The New York ice storm and the weaknesses it revealed in the command and control systems at JetBlue as well as training gaps were akin to dipping the frog in boiling water from the outset - JetBlue now seems intent on jumping out of the pot.
To be sure, the performance has not been perfect. JetBlue CEO David Neeleman seems harried and unfocused in his video message to consumers. Some of his media performances were good but in others he seemed defensive and vague, as in his call-in session on NPR. CEO’s ought to be taught that every good media appearance during a crisis begins with a specific act of contrition - you need to state exactly what your company did wrong and what the effect was on consumers. This shows that the company is taking responsibility and that the CEO has empathy for the consumer. Then the CEO must explain what mistakes the company made beyond weather and uncontrollable events and detail a plan of action. Only then can the CEO get into the nitty gritty of arguing over whether the government should step in with regulatory action or what compensation consumers should receive.
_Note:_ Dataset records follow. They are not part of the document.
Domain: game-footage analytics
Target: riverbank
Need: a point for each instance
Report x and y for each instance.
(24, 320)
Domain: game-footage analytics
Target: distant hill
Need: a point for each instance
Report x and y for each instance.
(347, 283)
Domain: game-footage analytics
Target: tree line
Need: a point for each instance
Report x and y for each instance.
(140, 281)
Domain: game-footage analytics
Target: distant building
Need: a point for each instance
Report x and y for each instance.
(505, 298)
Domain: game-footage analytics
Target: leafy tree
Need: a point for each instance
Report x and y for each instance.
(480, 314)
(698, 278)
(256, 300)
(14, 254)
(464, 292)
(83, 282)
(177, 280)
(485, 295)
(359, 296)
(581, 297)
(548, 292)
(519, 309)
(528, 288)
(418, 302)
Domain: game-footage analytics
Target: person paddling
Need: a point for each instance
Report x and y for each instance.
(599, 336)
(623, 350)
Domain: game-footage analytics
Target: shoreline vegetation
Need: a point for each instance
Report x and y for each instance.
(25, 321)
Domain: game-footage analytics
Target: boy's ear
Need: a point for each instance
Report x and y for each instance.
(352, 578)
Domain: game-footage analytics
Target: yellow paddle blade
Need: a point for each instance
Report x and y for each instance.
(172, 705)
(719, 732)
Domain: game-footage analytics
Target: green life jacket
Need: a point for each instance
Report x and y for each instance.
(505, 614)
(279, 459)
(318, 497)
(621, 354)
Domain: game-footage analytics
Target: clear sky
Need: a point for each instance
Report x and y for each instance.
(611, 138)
On the whole, though, we think JetBlue has taken an important step forward. Other media darlings should examine themselves in the cold light of day to see if they are still fulfilling the brand promise. If they don’t, a JetBlue disaster may be their worst nightmare - and their only chance for redemption.


March 14th, 2007 at 2:23 pm
Great article - I agree that Jetblue makes a significant step forward with the charter. As you state, the airline is the first to recognize the value of consumer’s time by paying them back for lost time - finally! I have been frustrated of airlines reaction on more than one occasion and I hope Jetblue’s charter becomes the norm. Of note through is that the weather is not “controllable” - there will therefore not be any compension for delays due to a storm for example.